Health Secretary rejects laws on drink prices, and says he has a plan to sober up some of Britain's drunks
Minimum pricing on alcohol will not beat Britain's burgeoning drink problem, the Health Secretary insists, defying medical experts. Andrew Lansley, who is preparing to launch a new year drive aimed at ending the country's binge drinking culture, today warns that deep-rooted drinking habits in some areas mean that boosting the price of booze will do little to curb excess.

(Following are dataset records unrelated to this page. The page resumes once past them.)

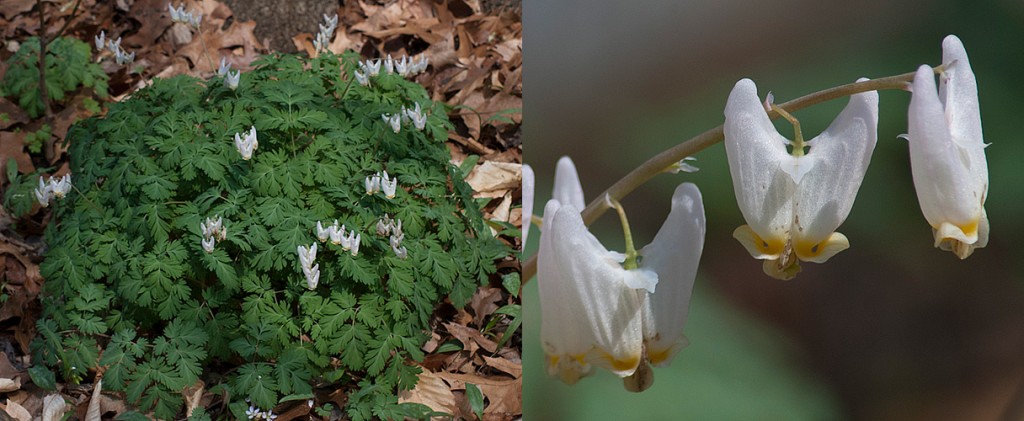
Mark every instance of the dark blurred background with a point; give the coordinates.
(891, 329)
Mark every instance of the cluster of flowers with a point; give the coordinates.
(247, 145)
(378, 182)
(55, 187)
(406, 68)
(600, 307)
(114, 46)
(306, 257)
(348, 242)
(255, 413)
(212, 228)
(388, 226)
(326, 33)
(230, 79)
(179, 15)
(416, 116)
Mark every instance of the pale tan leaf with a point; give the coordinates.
(53, 407)
(432, 391)
(92, 413)
(16, 411)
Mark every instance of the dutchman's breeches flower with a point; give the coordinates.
(947, 153)
(793, 203)
(600, 307)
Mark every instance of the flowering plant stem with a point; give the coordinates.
(658, 163)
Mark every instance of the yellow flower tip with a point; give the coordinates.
(659, 355)
(640, 380)
(758, 247)
(569, 370)
(963, 240)
(821, 252)
(780, 269)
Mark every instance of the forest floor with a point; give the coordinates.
(475, 54)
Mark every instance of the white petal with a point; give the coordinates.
(950, 184)
(825, 195)
(591, 317)
(756, 152)
(527, 201)
(567, 190)
(674, 254)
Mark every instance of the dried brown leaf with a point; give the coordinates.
(432, 391)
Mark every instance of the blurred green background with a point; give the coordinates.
(891, 329)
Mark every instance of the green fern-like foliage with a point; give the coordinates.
(68, 68)
(130, 293)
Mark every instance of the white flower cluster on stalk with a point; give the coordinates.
(600, 307)
(381, 182)
(348, 241)
(55, 187)
(387, 226)
(213, 229)
(306, 257)
(326, 33)
(121, 56)
(416, 116)
(179, 15)
(230, 78)
(246, 145)
(254, 413)
(406, 68)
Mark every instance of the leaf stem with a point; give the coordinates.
(656, 164)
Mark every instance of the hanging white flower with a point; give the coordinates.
(598, 312)
(794, 203)
(947, 153)
(389, 185)
(232, 79)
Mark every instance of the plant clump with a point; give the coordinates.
(178, 261)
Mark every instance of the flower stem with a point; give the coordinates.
(798, 135)
(656, 164)
(631, 251)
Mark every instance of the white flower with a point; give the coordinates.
(307, 255)
(794, 203)
(61, 186)
(417, 116)
(208, 244)
(353, 242)
(372, 67)
(419, 65)
(361, 78)
(527, 201)
(44, 193)
(231, 80)
(331, 20)
(224, 68)
(947, 153)
(393, 120)
(596, 311)
(247, 145)
(114, 45)
(337, 234)
(389, 186)
(402, 67)
(400, 252)
(373, 183)
(122, 57)
(323, 234)
(100, 40)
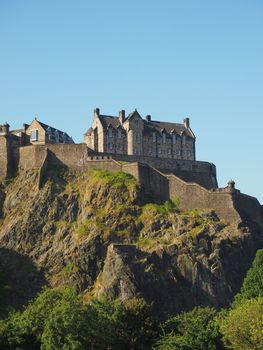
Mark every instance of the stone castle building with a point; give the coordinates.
(160, 155)
(36, 133)
(133, 135)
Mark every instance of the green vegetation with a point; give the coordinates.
(253, 283)
(58, 319)
(116, 179)
(196, 330)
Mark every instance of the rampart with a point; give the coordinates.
(228, 203)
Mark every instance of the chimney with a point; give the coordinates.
(187, 123)
(148, 118)
(96, 112)
(122, 116)
(25, 126)
(5, 128)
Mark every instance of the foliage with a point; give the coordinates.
(58, 319)
(243, 325)
(196, 330)
(117, 179)
(253, 283)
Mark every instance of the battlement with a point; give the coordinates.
(193, 182)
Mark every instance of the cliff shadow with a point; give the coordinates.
(20, 280)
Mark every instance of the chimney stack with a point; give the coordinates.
(5, 128)
(148, 118)
(96, 112)
(187, 123)
(122, 116)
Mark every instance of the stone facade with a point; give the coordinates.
(133, 135)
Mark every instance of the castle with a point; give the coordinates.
(160, 155)
(135, 136)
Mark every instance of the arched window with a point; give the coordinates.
(64, 136)
(49, 133)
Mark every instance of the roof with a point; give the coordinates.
(88, 132)
(45, 127)
(149, 126)
(160, 126)
(107, 120)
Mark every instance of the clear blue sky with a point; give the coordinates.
(59, 59)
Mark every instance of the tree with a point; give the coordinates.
(253, 283)
(242, 328)
(196, 330)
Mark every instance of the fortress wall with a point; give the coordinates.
(203, 173)
(194, 196)
(31, 157)
(3, 158)
(154, 183)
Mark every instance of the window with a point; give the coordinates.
(34, 135)
(64, 136)
(49, 134)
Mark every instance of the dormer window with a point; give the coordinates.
(64, 137)
(164, 137)
(49, 134)
(34, 135)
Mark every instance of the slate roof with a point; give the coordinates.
(160, 126)
(45, 127)
(149, 126)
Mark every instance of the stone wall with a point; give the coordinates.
(229, 204)
(203, 173)
(3, 157)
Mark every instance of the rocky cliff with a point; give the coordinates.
(95, 231)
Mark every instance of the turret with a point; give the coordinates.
(96, 113)
(5, 128)
(122, 116)
(187, 123)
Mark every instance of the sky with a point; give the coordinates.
(60, 59)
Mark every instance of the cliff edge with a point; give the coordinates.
(95, 231)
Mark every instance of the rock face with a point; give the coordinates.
(94, 231)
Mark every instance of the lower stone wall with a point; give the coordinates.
(229, 204)
(203, 173)
(3, 158)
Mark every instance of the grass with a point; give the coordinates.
(112, 178)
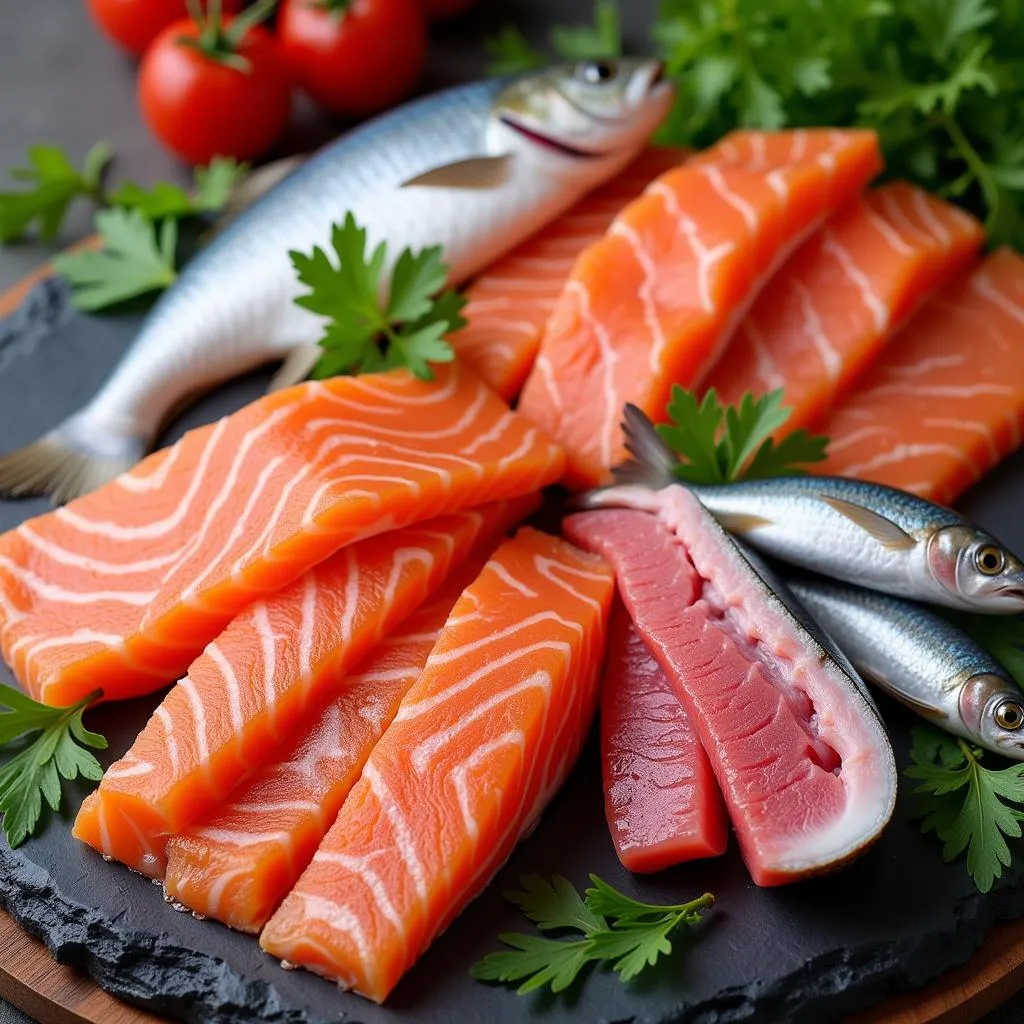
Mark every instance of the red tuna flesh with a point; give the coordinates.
(802, 759)
(660, 797)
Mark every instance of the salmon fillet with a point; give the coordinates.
(510, 302)
(829, 310)
(944, 402)
(241, 860)
(654, 301)
(660, 797)
(126, 586)
(275, 665)
(479, 745)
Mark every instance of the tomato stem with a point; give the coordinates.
(221, 42)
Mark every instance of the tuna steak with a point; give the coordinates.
(802, 758)
(660, 797)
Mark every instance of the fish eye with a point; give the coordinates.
(990, 559)
(1010, 715)
(595, 72)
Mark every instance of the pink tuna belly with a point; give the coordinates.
(782, 784)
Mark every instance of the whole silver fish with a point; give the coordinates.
(923, 660)
(855, 530)
(475, 169)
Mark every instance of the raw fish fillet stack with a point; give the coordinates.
(662, 801)
(126, 586)
(654, 302)
(274, 665)
(945, 400)
(479, 745)
(829, 310)
(775, 718)
(510, 302)
(241, 860)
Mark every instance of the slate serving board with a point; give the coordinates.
(808, 952)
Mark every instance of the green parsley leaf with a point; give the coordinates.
(602, 39)
(361, 334)
(615, 930)
(718, 444)
(966, 804)
(511, 52)
(213, 187)
(135, 257)
(34, 773)
(55, 184)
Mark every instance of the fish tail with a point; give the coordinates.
(62, 465)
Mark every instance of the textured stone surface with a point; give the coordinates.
(803, 953)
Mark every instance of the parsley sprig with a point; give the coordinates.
(366, 333)
(34, 772)
(719, 443)
(968, 806)
(612, 928)
(53, 183)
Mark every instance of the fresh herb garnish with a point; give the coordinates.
(511, 52)
(135, 257)
(967, 805)
(54, 184)
(35, 772)
(719, 443)
(213, 187)
(365, 334)
(613, 929)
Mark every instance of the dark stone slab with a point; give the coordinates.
(807, 952)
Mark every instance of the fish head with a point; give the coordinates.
(976, 569)
(992, 710)
(592, 112)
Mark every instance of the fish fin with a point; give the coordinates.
(64, 468)
(884, 530)
(652, 463)
(741, 522)
(256, 184)
(476, 172)
(297, 367)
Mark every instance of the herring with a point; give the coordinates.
(855, 530)
(923, 660)
(475, 169)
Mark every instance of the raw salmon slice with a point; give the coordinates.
(944, 402)
(240, 862)
(798, 749)
(274, 665)
(828, 311)
(654, 301)
(126, 586)
(660, 797)
(510, 302)
(479, 744)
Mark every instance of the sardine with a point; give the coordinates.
(475, 169)
(849, 529)
(923, 660)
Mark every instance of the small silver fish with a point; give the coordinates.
(475, 169)
(923, 660)
(862, 532)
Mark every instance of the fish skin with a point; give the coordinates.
(920, 658)
(231, 309)
(902, 545)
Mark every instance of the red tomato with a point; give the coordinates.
(201, 108)
(436, 9)
(134, 24)
(357, 58)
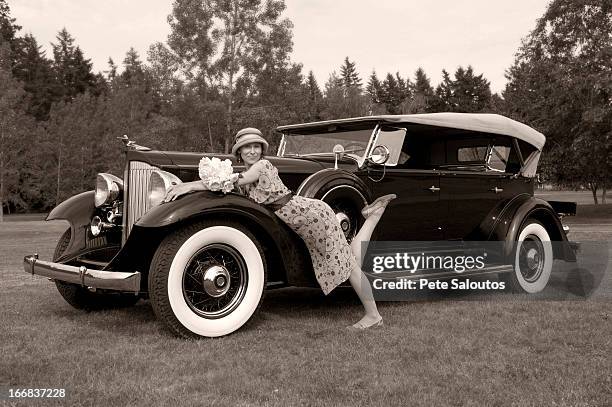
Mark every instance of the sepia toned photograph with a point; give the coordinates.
(305, 203)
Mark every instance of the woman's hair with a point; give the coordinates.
(239, 159)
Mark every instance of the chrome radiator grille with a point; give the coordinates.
(137, 186)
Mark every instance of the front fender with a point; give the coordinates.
(509, 221)
(78, 211)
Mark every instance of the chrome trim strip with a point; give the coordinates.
(83, 276)
(138, 185)
(345, 186)
(504, 268)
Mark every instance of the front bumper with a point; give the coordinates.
(110, 280)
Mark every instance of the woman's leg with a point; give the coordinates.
(362, 287)
(358, 280)
(364, 234)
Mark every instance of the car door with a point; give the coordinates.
(476, 183)
(416, 213)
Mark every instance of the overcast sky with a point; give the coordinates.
(385, 35)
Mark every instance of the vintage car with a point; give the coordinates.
(206, 259)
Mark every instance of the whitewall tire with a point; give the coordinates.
(207, 280)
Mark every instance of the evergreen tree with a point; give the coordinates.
(394, 93)
(111, 73)
(13, 129)
(34, 69)
(443, 101)
(348, 74)
(422, 94)
(315, 98)
(374, 89)
(560, 84)
(8, 31)
(470, 93)
(73, 72)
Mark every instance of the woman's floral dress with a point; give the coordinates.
(314, 221)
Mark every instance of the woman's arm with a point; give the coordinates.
(248, 177)
(182, 189)
(251, 175)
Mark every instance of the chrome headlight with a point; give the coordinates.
(159, 184)
(108, 188)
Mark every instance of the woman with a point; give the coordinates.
(333, 259)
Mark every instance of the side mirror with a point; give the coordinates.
(379, 155)
(338, 151)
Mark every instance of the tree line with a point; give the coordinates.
(226, 64)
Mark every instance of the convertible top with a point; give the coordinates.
(481, 122)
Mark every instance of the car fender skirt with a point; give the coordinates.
(78, 211)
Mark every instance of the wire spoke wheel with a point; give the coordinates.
(531, 258)
(215, 281)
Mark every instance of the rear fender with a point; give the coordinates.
(508, 223)
(78, 211)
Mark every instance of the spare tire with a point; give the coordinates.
(344, 192)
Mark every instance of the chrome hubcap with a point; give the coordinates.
(531, 258)
(345, 222)
(216, 281)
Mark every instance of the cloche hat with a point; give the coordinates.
(249, 135)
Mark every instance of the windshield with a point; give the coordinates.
(353, 141)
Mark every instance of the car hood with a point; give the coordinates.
(189, 161)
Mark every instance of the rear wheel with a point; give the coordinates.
(207, 279)
(80, 297)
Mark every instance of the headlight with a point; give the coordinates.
(108, 188)
(159, 183)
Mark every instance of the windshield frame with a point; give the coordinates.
(359, 159)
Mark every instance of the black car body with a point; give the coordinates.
(458, 177)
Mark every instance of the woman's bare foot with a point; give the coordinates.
(368, 321)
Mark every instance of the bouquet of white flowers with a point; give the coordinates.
(217, 174)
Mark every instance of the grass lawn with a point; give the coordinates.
(439, 351)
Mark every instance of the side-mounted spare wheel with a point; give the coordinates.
(533, 259)
(207, 279)
(80, 297)
(343, 192)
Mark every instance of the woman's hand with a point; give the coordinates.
(176, 191)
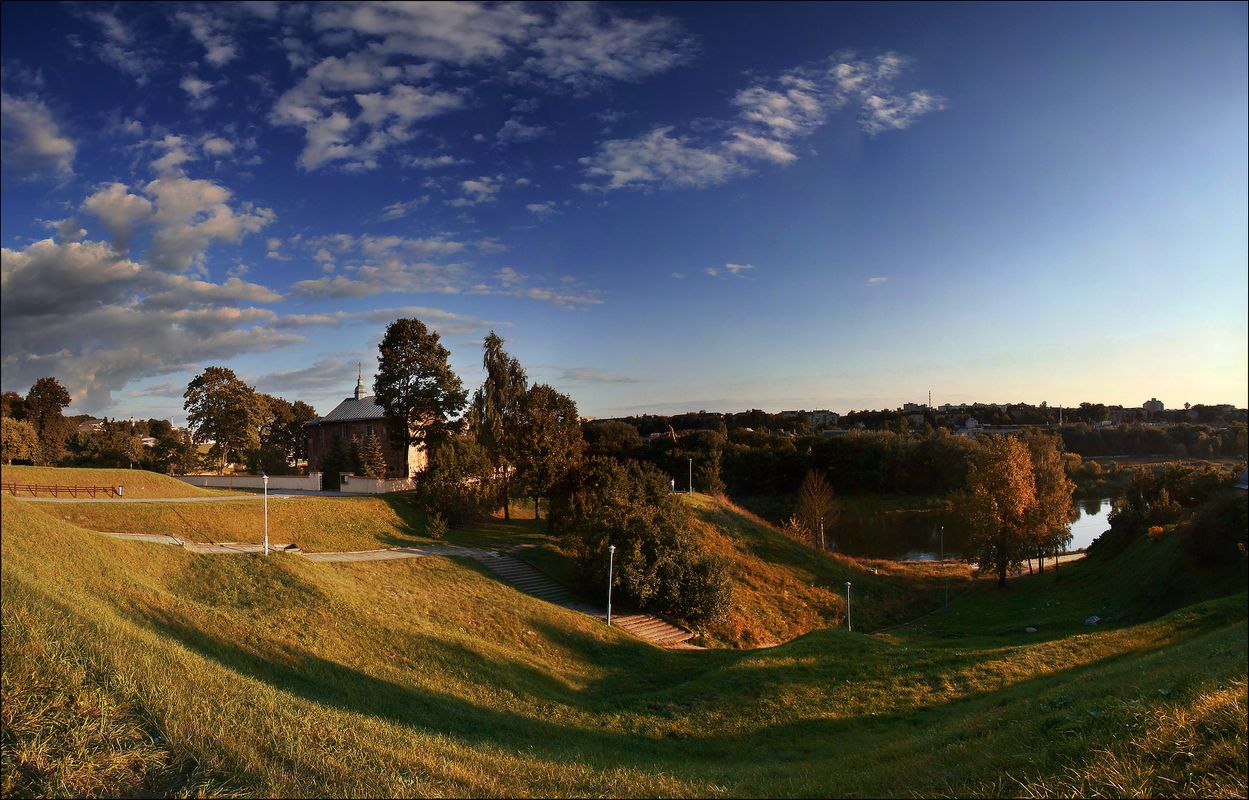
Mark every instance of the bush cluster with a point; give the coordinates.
(660, 564)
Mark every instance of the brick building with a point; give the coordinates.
(351, 421)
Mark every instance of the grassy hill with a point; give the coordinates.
(139, 483)
(133, 668)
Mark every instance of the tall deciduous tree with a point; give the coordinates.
(43, 407)
(817, 507)
(415, 385)
(372, 459)
(1051, 513)
(997, 504)
(18, 441)
(496, 408)
(222, 409)
(548, 441)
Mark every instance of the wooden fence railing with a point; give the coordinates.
(56, 491)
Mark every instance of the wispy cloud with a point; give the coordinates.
(772, 117)
(728, 270)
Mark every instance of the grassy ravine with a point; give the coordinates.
(782, 588)
(143, 669)
(139, 483)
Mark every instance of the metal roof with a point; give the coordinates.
(352, 409)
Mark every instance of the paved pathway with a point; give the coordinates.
(511, 569)
(157, 499)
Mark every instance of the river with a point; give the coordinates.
(926, 534)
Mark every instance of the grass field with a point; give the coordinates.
(139, 483)
(138, 669)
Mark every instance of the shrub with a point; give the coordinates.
(436, 526)
(1217, 531)
(660, 564)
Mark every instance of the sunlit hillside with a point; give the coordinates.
(136, 668)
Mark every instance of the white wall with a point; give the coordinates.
(352, 484)
(307, 483)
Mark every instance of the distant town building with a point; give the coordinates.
(816, 418)
(352, 421)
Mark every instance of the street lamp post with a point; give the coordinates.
(611, 559)
(266, 514)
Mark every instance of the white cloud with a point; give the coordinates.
(346, 115)
(897, 112)
(587, 45)
(120, 49)
(658, 159)
(432, 162)
(477, 191)
(772, 115)
(207, 29)
(400, 210)
(119, 211)
(217, 146)
(516, 131)
(732, 270)
(200, 91)
(590, 375)
(31, 140)
(98, 320)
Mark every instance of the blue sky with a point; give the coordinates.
(660, 206)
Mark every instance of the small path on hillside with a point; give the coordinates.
(156, 499)
(511, 569)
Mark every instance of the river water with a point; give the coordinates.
(919, 536)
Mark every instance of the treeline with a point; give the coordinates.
(1183, 439)
(752, 463)
(757, 463)
(235, 422)
(1197, 503)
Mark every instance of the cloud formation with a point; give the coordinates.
(33, 142)
(772, 117)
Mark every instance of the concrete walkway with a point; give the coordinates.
(272, 496)
(400, 552)
(511, 569)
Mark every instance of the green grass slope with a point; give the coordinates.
(136, 668)
(139, 483)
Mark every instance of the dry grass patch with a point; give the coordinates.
(139, 483)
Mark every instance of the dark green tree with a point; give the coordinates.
(43, 407)
(660, 563)
(548, 441)
(997, 503)
(496, 409)
(222, 409)
(13, 404)
(18, 441)
(416, 386)
(372, 459)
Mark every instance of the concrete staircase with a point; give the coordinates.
(538, 584)
(652, 629)
(528, 580)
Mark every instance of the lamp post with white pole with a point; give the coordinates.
(266, 514)
(611, 559)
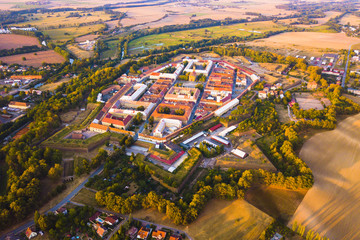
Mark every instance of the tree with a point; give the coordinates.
(55, 172)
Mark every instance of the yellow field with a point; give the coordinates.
(220, 219)
(65, 34)
(43, 21)
(79, 52)
(308, 40)
(53, 86)
(332, 206)
(350, 18)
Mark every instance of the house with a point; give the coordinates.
(111, 220)
(95, 127)
(101, 231)
(132, 232)
(30, 233)
(312, 85)
(61, 210)
(143, 233)
(19, 105)
(262, 94)
(94, 217)
(159, 235)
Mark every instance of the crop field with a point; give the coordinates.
(9, 41)
(43, 21)
(279, 203)
(49, 57)
(332, 206)
(220, 219)
(174, 38)
(65, 34)
(54, 85)
(255, 159)
(350, 18)
(79, 52)
(308, 40)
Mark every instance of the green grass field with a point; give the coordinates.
(174, 38)
(65, 34)
(113, 49)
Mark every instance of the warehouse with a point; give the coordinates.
(221, 140)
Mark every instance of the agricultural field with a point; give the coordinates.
(220, 219)
(34, 59)
(350, 18)
(65, 34)
(255, 159)
(79, 52)
(9, 41)
(85, 197)
(279, 203)
(174, 38)
(332, 206)
(45, 21)
(308, 40)
(54, 85)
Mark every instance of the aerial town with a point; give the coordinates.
(191, 120)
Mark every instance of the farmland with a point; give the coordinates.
(332, 207)
(220, 219)
(44, 21)
(65, 34)
(308, 40)
(9, 41)
(34, 60)
(174, 38)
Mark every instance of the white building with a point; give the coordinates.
(230, 105)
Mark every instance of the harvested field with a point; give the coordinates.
(309, 40)
(332, 206)
(9, 41)
(53, 86)
(89, 37)
(279, 203)
(350, 18)
(173, 38)
(220, 219)
(79, 52)
(49, 57)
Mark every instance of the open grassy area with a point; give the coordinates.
(176, 178)
(65, 34)
(86, 197)
(220, 219)
(277, 202)
(44, 21)
(112, 51)
(174, 38)
(54, 85)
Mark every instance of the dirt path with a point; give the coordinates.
(332, 206)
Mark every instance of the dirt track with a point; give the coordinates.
(332, 206)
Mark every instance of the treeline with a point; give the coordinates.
(25, 49)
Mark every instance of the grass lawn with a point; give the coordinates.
(86, 197)
(65, 34)
(220, 219)
(187, 36)
(112, 51)
(54, 85)
(277, 202)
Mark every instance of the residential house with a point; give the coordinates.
(30, 233)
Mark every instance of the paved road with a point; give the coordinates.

This comes as Britain shakes off a collective hangover after Black Friday, the most popular night for office Christmas parties and the busiest of the year for drink-related casualties. Some ambulance services received 999 calls as frequently as every 30 seconds to deal with injured and drunk revellers.
New research from the Department of Health underlines how excess alcohol affects almost every aspect of British life. More than 2.6m children in the UK now live with a parent who drinks at hazardous levels. Mortality rates from liver disease among under-75s rose by 16 per cent between 2001 and 2009, new statistics show. And lost productivity because of hung over staff cost businesses £1.7bn a year.
Britain is the drunk man of Europe. Alcohol consumption in France, Germany and Italy is down by between 37 and 52 per cent since 1980. But in the UK it is up nine per cent, with binge drinkers sinking more booze than ever, putting unprecedented pressure on the NHS, police and social services.
The Scottish government backs the idea of a minimum charge per unit of alcohol, which could see a bottle of wine cost at least £4.50 and a pint of beer around 90p. Experts believe thousands of lives would be saved if "pocket-money prices" were outlawed.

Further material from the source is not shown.